Ao comparar cotações entre fornecedores, é útil perguntar especificamente como a carga e a taxa estão sendo verificadas – a maioria dos produtores respeitáveis testa uma amostra de cada lote de produção em um testador de deslocamento de força, em vez de confiar apenas nas verificações dimensionais, uma vez que duas molas podem medir de forma idêntica e ainda assim ter um desempenho diferente se a dureza do fio variar ligeiramente entre os lotes de fio.
A maneira mais rápida de definir um tipo de mola é perguntar em qual direção a força é aplicada e quanto espaço axial está disponível:
As molas de compressão são o tipo mais amplamente produzido, uma vez que uma força de retrocesso simples cobre a maior parte das aplicações mecânicas e de consumo, desde canetas até núcleos de colchões.
Uma mola de compressão resiste a ser comprimida e suas bobinas ficam separadas em repouso, enquanto uma mola de extensão resiste a ser esticada e suas bobinas ficam firmemente juntas em repouso, geralmente com extremidades em forma de gancho ou laço para montagem.

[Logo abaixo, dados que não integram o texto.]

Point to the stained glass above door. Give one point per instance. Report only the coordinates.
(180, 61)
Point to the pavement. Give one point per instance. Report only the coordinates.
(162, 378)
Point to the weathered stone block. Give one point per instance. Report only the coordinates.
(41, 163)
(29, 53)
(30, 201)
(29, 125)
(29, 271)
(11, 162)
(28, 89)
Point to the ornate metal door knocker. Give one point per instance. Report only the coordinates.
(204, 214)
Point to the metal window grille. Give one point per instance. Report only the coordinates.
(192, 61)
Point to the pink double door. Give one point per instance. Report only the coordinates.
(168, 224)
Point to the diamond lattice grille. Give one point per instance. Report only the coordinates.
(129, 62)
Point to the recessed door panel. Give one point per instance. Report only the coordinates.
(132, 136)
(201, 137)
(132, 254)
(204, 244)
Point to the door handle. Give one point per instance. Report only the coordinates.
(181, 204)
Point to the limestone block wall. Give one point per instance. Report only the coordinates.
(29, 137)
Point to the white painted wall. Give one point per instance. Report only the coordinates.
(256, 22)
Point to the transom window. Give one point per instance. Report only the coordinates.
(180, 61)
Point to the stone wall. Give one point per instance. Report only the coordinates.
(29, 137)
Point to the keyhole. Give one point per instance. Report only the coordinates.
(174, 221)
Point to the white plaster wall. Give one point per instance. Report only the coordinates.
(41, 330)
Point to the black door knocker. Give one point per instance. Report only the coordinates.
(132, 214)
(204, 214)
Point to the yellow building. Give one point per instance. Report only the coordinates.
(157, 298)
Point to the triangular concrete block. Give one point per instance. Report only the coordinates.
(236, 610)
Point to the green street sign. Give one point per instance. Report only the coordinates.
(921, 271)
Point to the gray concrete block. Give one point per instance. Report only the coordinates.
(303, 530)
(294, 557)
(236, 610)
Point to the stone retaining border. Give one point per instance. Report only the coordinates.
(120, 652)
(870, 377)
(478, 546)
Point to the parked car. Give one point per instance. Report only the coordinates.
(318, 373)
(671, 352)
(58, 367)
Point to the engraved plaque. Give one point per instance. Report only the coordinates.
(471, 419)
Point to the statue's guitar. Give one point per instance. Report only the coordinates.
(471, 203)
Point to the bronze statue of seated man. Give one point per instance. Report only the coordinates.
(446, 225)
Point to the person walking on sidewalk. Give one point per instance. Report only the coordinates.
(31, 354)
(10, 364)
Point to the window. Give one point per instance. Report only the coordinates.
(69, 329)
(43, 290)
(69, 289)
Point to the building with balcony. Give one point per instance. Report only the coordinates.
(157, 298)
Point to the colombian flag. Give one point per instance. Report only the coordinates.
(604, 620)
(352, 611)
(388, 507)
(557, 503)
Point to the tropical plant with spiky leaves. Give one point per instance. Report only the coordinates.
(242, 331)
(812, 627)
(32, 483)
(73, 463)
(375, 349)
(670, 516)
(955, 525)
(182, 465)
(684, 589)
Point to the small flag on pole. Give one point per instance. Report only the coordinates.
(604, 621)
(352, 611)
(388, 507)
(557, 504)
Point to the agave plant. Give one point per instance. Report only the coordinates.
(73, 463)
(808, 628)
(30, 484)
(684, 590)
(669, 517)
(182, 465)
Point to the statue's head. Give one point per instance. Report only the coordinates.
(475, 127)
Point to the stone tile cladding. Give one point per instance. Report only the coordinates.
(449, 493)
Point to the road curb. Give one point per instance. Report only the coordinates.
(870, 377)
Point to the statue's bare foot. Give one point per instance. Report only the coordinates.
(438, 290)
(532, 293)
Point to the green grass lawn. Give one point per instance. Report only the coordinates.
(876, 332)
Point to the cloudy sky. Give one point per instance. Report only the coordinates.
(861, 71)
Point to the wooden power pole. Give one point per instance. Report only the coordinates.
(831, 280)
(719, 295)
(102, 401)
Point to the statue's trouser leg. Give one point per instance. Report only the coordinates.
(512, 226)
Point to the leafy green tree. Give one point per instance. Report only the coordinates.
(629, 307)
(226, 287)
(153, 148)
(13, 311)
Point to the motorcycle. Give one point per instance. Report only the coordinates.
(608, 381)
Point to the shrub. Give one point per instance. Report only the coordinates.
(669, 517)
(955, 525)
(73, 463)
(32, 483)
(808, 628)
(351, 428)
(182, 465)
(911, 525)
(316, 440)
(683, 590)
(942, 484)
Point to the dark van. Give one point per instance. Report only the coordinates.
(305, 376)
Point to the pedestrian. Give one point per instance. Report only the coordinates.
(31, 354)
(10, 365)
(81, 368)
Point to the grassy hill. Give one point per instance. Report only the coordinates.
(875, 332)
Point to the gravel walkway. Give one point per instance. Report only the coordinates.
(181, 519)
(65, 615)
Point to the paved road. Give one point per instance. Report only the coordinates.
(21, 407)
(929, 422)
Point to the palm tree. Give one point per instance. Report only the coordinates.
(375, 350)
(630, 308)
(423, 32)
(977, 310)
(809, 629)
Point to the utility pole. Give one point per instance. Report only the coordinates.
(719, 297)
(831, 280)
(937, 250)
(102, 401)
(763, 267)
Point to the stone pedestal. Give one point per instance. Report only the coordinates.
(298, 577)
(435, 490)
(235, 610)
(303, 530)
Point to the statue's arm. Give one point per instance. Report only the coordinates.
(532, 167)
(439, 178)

Sim. A maioria das modernas máquinas de molas CNC são reprogramadas em vez de reconstruídas mecanicamente para alternar entre compressão, extensão e formação de torção, uma vez que a diferença se resume a mudanças de ferramentas e parâmetros atualizados de enrolamento, passo e dobra no software de controle.
As curvas concentram a tensão muito mais do que uma bobina enrolada suavemente, portanto, os ganchos nas molas de extensão e as pernas nas molas de torção são normalmente o primeiro ponto de falha em ciclos repetidos, e é por isso que a geometria do gancho e da perna recebe tanta atenção no projeto quanto a própria bobina.

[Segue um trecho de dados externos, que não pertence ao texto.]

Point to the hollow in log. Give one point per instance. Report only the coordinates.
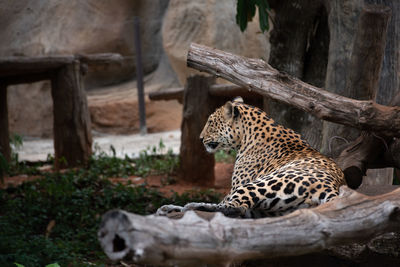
(221, 240)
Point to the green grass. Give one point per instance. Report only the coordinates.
(73, 202)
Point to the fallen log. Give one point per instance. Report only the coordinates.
(219, 90)
(259, 76)
(220, 240)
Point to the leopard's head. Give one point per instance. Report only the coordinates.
(223, 129)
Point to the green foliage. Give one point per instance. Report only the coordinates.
(56, 218)
(246, 10)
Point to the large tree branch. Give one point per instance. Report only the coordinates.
(259, 76)
(193, 240)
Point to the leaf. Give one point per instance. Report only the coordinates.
(246, 10)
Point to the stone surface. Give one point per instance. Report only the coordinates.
(210, 23)
(115, 110)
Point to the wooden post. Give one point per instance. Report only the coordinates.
(4, 133)
(196, 164)
(139, 78)
(72, 136)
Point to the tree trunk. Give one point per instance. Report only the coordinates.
(299, 47)
(221, 240)
(4, 133)
(260, 77)
(362, 77)
(72, 136)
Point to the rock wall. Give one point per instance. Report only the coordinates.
(51, 27)
(210, 23)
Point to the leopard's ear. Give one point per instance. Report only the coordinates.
(230, 111)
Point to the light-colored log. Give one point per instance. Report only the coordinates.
(221, 240)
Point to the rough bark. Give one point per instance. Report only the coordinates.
(369, 151)
(260, 77)
(196, 165)
(72, 136)
(217, 90)
(4, 133)
(221, 240)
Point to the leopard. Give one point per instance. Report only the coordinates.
(275, 171)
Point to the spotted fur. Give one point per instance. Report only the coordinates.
(276, 171)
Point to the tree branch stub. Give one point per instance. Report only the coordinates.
(159, 240)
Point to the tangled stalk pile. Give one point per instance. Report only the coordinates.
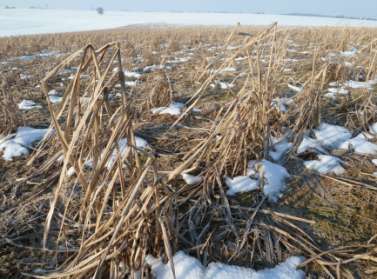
(115, 201)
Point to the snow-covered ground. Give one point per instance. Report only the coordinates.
(33, 21)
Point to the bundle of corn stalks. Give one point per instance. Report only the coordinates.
(113, 203)
(9, 114)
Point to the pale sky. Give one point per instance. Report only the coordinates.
(359, 8)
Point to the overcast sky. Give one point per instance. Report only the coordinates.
(359, 8)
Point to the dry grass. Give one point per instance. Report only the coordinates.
(105, 219)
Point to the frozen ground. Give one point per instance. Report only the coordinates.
(25, 21)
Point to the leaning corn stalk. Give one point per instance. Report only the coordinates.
(106, 202)
(9, 115)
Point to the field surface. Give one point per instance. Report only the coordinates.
(34, 21)
(245, 152)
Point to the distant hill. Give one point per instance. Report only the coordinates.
(331, 16)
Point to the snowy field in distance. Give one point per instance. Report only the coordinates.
(33, 21)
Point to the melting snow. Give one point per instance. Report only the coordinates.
(240, 184)
(279, 149)
(360, 145)
(260, 173)
(54, 97)
(335, 92)
(21, 142)
(129, 74)
(332, 136)
(297, 89)
(325, 164)
(191, 179)
(309, 144)
(349, 53)
(228, 70)
(373, 129)
(282, 104)
(361, 84)
(123, 149)
(130, 83)
(274, 177)
(28, 105)
(174, 108)
(187, 267)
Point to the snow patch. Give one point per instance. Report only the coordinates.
(297, 89)
(361, 84)
(309, 144)
(174, 108)
(326, 164)
(279, 149)
(360, 145)
(240, 184)
(122, 147)
(332, 136)
(21, 142)
(187, 267)
(28, 105)
(191, 179)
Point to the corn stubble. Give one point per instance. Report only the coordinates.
(109, 217)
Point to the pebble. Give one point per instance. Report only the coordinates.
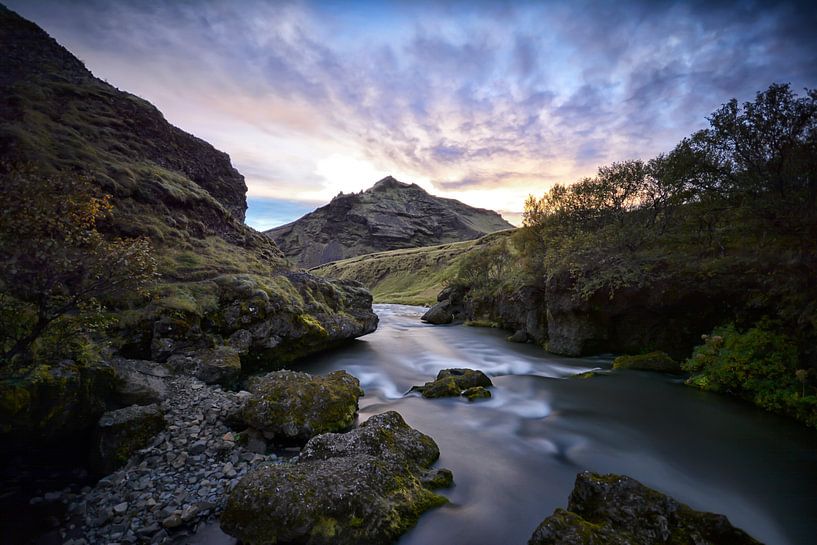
(178, 482)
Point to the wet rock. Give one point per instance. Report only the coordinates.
(454, 382)
(618, 510)
(292, 407)
(220, 365)
(654, 361)
(475, 393)
(139, 382)
(439, 314)
(122, 432)
(364, 486)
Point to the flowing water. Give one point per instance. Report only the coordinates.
(515, 457)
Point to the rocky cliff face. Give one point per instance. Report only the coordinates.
(388, 216)
(226, 299)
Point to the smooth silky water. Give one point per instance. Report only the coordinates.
(515, 456)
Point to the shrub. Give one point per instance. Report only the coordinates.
(759, 365)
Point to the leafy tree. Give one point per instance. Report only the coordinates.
(57, 267)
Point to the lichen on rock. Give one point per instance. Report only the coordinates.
(367, 486)
(618, 510)
(292, 407)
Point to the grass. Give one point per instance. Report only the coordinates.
(412, 276)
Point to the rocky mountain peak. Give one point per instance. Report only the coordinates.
(389, 215)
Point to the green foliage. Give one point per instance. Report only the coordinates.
(56, 275)
(760, 365)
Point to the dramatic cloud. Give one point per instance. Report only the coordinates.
(485, 102)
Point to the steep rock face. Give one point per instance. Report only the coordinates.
(388, 216)
(226, 297)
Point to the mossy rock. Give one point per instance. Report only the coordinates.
(292, 407)
(618, 510)
(654, 361)
(49, 402)
(454, 382)
(367, 486)
(476, 393)
(122, 432)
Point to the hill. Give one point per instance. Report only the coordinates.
(413, 276)
(388, 216)
(226, 301)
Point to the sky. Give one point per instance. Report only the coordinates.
(485, 102)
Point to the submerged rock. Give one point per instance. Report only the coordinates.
(654, 361)
(121, 433)
(367, 486)
(439, 314)
(292, 407)
(455, 382)
(618, 510)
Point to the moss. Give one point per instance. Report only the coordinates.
(653, 361)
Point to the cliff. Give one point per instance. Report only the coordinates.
(388, 216)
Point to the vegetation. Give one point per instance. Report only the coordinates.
(727, 219)
(759, 365)
(58, 268)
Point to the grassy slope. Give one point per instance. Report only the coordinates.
(414, 276)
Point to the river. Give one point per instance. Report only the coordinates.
(515, 456)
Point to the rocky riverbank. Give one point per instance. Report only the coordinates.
(178, 482)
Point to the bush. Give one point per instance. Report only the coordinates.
(759, 365)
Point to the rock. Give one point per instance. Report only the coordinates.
(618, 510)
(387, 216)
(287, 406)
(139, 382)
(439, 314)
(122, 432)
(220, 365)
(475, 393)
(364, 486)
(453, 382)
(654, 361)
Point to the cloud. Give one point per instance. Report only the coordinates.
(484, 102)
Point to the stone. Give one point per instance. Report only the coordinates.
(476, 393)
(292, 407)
(453, 382)
(618, 510)
(439, 314)
(363, 486)
(121, 433)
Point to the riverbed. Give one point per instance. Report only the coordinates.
(515, 457)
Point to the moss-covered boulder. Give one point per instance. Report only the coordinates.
(618, 510)
(454, 382)
(361, 487)
(121, 433)
(653, 361)
(49, 402)
(291, 407)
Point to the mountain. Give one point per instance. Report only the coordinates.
(388, 216)
(226, 303)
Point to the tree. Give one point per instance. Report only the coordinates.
(57, 267)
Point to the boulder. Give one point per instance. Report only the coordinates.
(220, 365)
(439, 314)
(139, 382)
(291, 407)
(618, 510)
(454, 382)
(654, 361)
(367, 486)
(122, 432)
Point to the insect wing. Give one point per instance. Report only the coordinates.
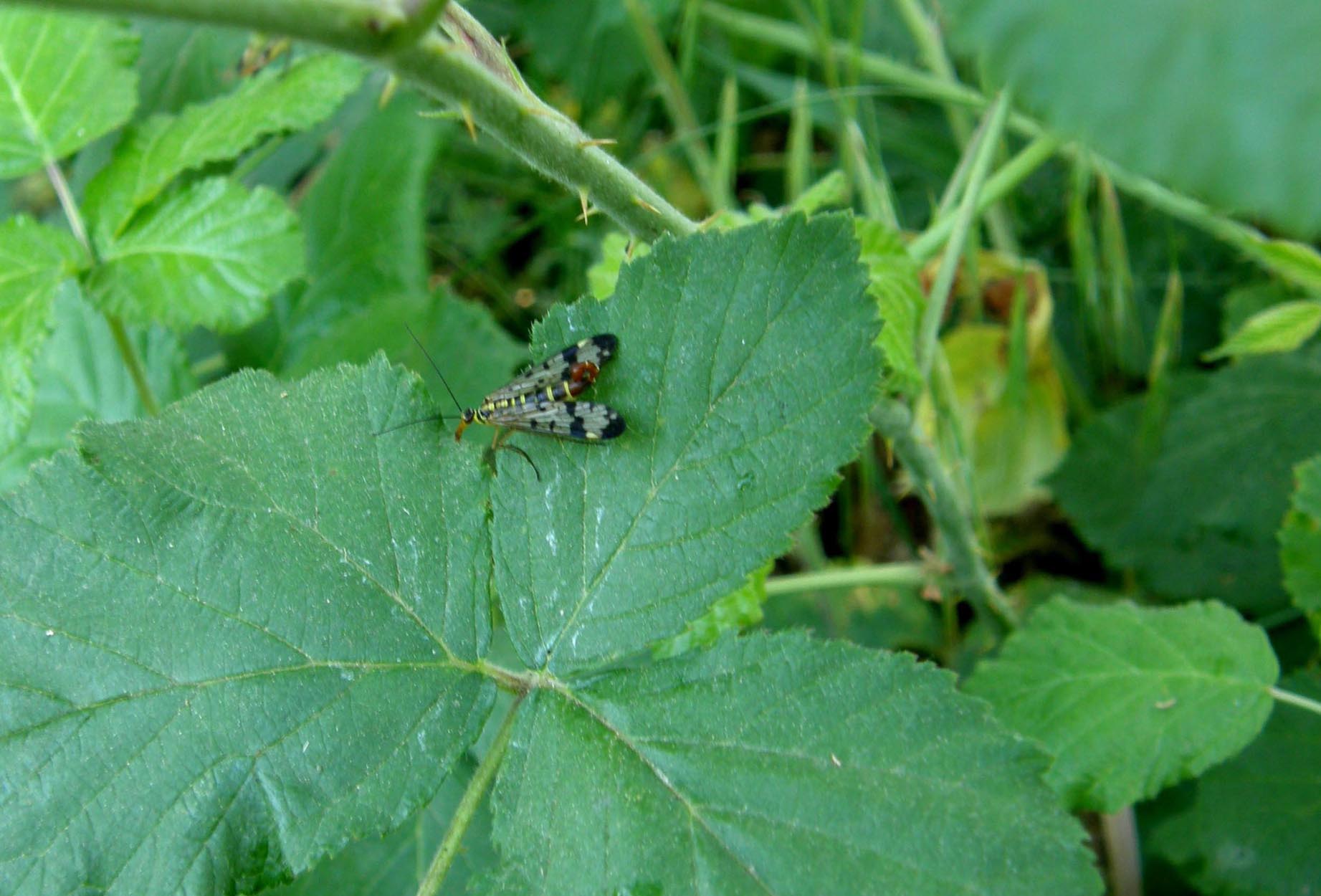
(580, 421)
(559, 368)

Na maioria dos casos de retrofit, sim - uma mola ondulada pode fornecer uma força comparável a uma mola de compressão helicoidal, ao mesmo tempo que ocupa cerca de um terço a metade da altura comprimida, e é por isso que são comuns em designs de rolamentos e conectores com espaço limitado.
O índice da mola é a relação entre o diâmetro da bobina e o diâmetro do fio. Um índice baixo significa uma mola firmemente enrolada com maior concentração de tensão na borda interna da bobina, enquanto um índice alto significa uma mola frouxamente enrolada que é mais fácil de formar, mas mais propensa a empenar e emaranhar - os projetos mais práticos permanecem em uma faixa intermediária para um equilíbrio entre capacidade de fabricação e desempenho.
Sim, para molas que sofrem cargas de alta tensão e de alto ciclo. A tensão residual compressiva introduzida na superfície do fio resiste à tensão de tração que inicia trincas por fadiga, razão pela qual o shot peening é uma prática padrão para aplicações exigentes, como molas de válvulas automotivas, embora acrescente uma etapa secundária do processo.
A dureza e o diâmetro do fio podem variar ligeiramente entre lotes de moinho, mesmo dentro de uma faixa de tolerância aceita, e é por isso que produtores consistentes testam uma amostra de cada lote em um testador de deslocamento de força, em vez de assumir que a conformidade dimensional por si só garante carga e taxa consistentes.